Culture of Collaboration: We believe creating a culture of collaboration is a key practice in school success, and that there are actionable strategies and practices instructional leaders can use to successfully build and maintain a sustainable, collaborative community of educators.  

Collaborative Professional Development: We believe that collaborative professional development is most effective when teams of teachers meet regularly with clear and specific agendas to establish transparent, attainable goals around student achievement, and support one another in improving their classroom practice to ensure students meet those goals.

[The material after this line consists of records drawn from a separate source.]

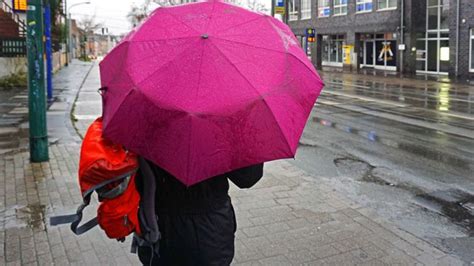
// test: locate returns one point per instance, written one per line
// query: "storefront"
(432, 46)
(379, 51)
(332, 53)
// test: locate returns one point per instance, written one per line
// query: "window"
(364, 6)
(471, 68)
(324, 10)
(292, 10)
(305, 9)
(387, 4)
(340, 7)
(332, 50)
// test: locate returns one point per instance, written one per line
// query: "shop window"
(292, 10)
(324, 9)
(305, 9)
(340, 7)
(387, 4)
(332, 50)
(364, 6)
(471, 51)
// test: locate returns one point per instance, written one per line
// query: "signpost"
(36, 82)
(280, 7)
(310, 37)
(49, 51)
(19, 5)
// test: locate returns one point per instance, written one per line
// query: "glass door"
(433, 54)
(369, 53)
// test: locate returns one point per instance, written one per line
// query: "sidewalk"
(289, 218)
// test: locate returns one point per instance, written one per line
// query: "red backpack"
(109, 170)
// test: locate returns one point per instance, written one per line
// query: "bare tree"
(257, 5)
(89, 24)
(139, 13)
(254, 5)
(167, 2)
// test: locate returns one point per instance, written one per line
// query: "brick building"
(409, 36)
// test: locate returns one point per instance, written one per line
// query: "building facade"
(409, 36)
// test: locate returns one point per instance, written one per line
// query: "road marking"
(368, 99)
(347, 84)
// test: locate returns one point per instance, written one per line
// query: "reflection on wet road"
(439, 102)
(402, 147)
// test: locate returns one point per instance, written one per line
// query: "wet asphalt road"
(402, 147)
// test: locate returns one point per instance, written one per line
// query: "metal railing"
(13, 47)
(9, 10)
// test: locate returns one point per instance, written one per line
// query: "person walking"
(197, 223)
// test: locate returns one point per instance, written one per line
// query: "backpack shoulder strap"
(75, 219)
(147, 214)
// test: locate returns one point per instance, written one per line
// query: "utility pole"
(273, 8)
(49, 52)
(36, 83)
(67, 32)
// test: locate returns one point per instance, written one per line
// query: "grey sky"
(112, 13)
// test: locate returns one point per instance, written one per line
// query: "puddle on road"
(32, 216)
(454, 204)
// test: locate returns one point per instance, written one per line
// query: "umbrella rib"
(165, 39)
(268, 49)
(161, 67)
(144, 58)
(246, 22)
(263, 98)
(176, 18)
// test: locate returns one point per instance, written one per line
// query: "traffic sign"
(280, 7)
(311, 35)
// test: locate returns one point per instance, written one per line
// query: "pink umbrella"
(205, 88)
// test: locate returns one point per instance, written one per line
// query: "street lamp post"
(68, 29)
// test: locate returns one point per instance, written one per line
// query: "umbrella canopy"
(205, 88)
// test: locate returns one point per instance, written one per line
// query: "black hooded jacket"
(197, 223)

Collaborative Professional Learning Communities: We believe that collaborative professional learning communities must regularly meet, collect, review, and reflect on student-data in order to make informed decisions about how best to support students to achieve academic success.

Flexible Professional Learning: We believe that professional learning needs to evolve to mirror the personalization, flexibility, and choice that we want for student learning. A key aspect of this shift is reimagining the times and spaces we can do professional learning, incorporating more asynchronous and virtual learning opportunities for teachers and leaders.

FLEXIBLE LEARNING MODELS

Meaningful Learning: We believe that teachers need to be equipped with the skills in designing varying learning experiences, using the Universal Design for Learning guidelines, that focus on how all students will access and participate in meaningful and rigorous learning experiences that meet their needs.  

Remediation Reimagined: We believe that remediation must be reimagined by supporting teachers to think about how to differentiate instruction for the needs of all students through targeted supports, and by using technology to make the differentiation replicable, sustainable, and personalized.  

Accelerated Learning: We believe that addressing learning loss and accelerating student growth requires an instructional approach that prioritizes making grade level content accessible to all students by using differentiated, targeted supports that are embedded into the instruction, and one in which teachers are equipped to design meaningful, personalized learning experiences. 

Learning Driven by Data: We believe that teachers must analyze student data, engage with stakeholders, and develop flexible systems all in an effort to personalize instruction and close academic gaps.

TRAUMA INFORMED PRACTICES

Building Trauma Informed Systems: We believe that being trauma-informed is a lens through which educators can reflect, analyze, and design their classroom and school structures.  

Creating Safe Spaces: We believe that meeting all students where they are is not just an academic imperative, but it is also essential for the growth and development of the whole child.

Disrupting Deficit Narratives: We believe that redefining classroom management starts with dismantling punitive systems and, instead, implementing restorative practices that focus on wellbeing which is essential to being trauma-informed. 

SKILLFUL TEACHING, SKILLFUL LEADERSHIP, SKILLFUL DATA USE

Skilful Teaching: We believe skillful teaching includes anything a teacher does that impacts the probability of student learning. Thus, skillful teaching includes an incredibly wide range of actions from clarity to communicating their belief in students’ capabilities to conducing robust discussions that make student thinking visible to developing their cultural proficiency.

Skillful Leadership: We believe skillful leadership includes developing a common language and concept system about effective instruction; honing skills in implementing teacher evaluation systems with rigor and fidelity; shepherding change; coaching and using data effectively; and developing strong, healthy adult professional cultures of openness and constant learning.

Skillful Data Use: We believe skillful data story-telling includes strengthening data literacy and teacher collaboration to design re-teaching for students who didn’t get it the first time around and planning lessons together that are strong and consistent across the team.